We associate the term with an intolerant and sometimes aggressive
approach to the Christian faith that gets into our faces with the question,
“Have you been saved?” We might even
occasionally make jokes about people who seem to have been ‘saved’ or
‘converted’ and who now are quite open about their faith and seem to bring it
up at every possible, or even impossible, moment.
Have you
ever noticed that when two or three people are gathered together stories
quickly emerge? We tell stories so that
other people can understand us or so that we can lighten the atmosphere of the
occasion or so that we can help our friends and families understand the events
of their own lives. What you and I as
Christians can tell people is that our stories, the stories of particular lives
lived in particular places and particular times, are actually part of a greater
story.
Recently
someone asked me why I was a Christian.
My answer was simple: “I find the
Christian story far more compelling than any other religious or secular story
that claims to say something about what it means to be a human being and what
is the future of creation.”
Evangelism
is about story-telling rather than confrontation. For example, today we are celebrating the
feast of All Saints. We celebrate this
feast and the feasts of numerous other named saints in order to tell their stories. By telling their stories, the stories of
thousands of people, many of them quite ordinary, we begin to see how their
stories and ours are connected. In fact
all of our stories, the stories of the Christians who have come before us and
the stories of Christians today, are chapters of THE STORY, the story of God’s
relationship with all of creation and, in particular, God’s relationship with
human beings.
We are
surrounded by people who are living their lives as part of stories that are
neither life-giving nor life-affirming.
These stories have various names and themes such as ‘success’ or ‘do it
yourself’ or ‘the one with the most toys at the end wins’ or ‘there is no
meaning to life’ --- you certainly know some of the titles. Our story is one that says that the glory of
God is a human being fully alive and that God has given us a model of what it
means to be fully alive in Jesus of Nazareth.

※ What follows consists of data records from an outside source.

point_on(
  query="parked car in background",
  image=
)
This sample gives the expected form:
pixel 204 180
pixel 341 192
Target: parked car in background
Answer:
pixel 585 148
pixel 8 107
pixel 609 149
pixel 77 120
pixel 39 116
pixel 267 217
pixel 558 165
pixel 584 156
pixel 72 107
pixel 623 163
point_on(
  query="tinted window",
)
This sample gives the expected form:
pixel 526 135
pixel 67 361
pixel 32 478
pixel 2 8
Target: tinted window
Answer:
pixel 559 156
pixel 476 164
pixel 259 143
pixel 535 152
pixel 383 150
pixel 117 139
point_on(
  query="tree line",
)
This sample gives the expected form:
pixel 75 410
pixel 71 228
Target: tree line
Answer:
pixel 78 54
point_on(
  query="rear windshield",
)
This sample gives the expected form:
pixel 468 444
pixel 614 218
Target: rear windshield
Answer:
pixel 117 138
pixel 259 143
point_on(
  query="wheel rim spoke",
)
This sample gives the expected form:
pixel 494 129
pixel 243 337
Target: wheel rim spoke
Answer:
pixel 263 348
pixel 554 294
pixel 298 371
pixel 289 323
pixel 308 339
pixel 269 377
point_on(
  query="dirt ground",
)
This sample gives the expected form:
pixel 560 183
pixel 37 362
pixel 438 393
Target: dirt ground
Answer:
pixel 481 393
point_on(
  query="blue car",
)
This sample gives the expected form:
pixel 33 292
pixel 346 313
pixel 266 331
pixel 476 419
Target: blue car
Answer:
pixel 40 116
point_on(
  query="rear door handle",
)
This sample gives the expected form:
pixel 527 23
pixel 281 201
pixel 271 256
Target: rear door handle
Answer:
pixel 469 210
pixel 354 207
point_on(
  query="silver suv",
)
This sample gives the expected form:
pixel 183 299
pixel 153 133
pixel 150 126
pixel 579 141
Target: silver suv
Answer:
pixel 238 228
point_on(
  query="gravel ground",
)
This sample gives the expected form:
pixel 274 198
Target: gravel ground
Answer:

Our story is one that says that this story has been lived out in
thousands, millions, perhaps even billions, of lives over two thousand
years. The story is still being told in
the lives of billions of people today.
So let us
tell our stories to people. Let us not
be afraid to tell others about how our story is part of a greater story that God
is weaving in the world today. This is
the evangelism that we need to exercise, an evangelism that brings people
together as part of God’s saving work for this world in the here and now rather
than some form of fire insurance for an uncertain future. We can do this because we all have stories to
tell. We can do this because the story
that we are a part of is truly wonderful, life-giving and life-affirming.
Let us pray.
O God, you have called your servants to ventures of which we
cannot see the ending, by paths as yet untrodden, through perils unknown. Give us faith to go out with good courage,
not knowing where we go, but only that your hand is leading us and your love
supporting us; through Jesus Christ our Lord.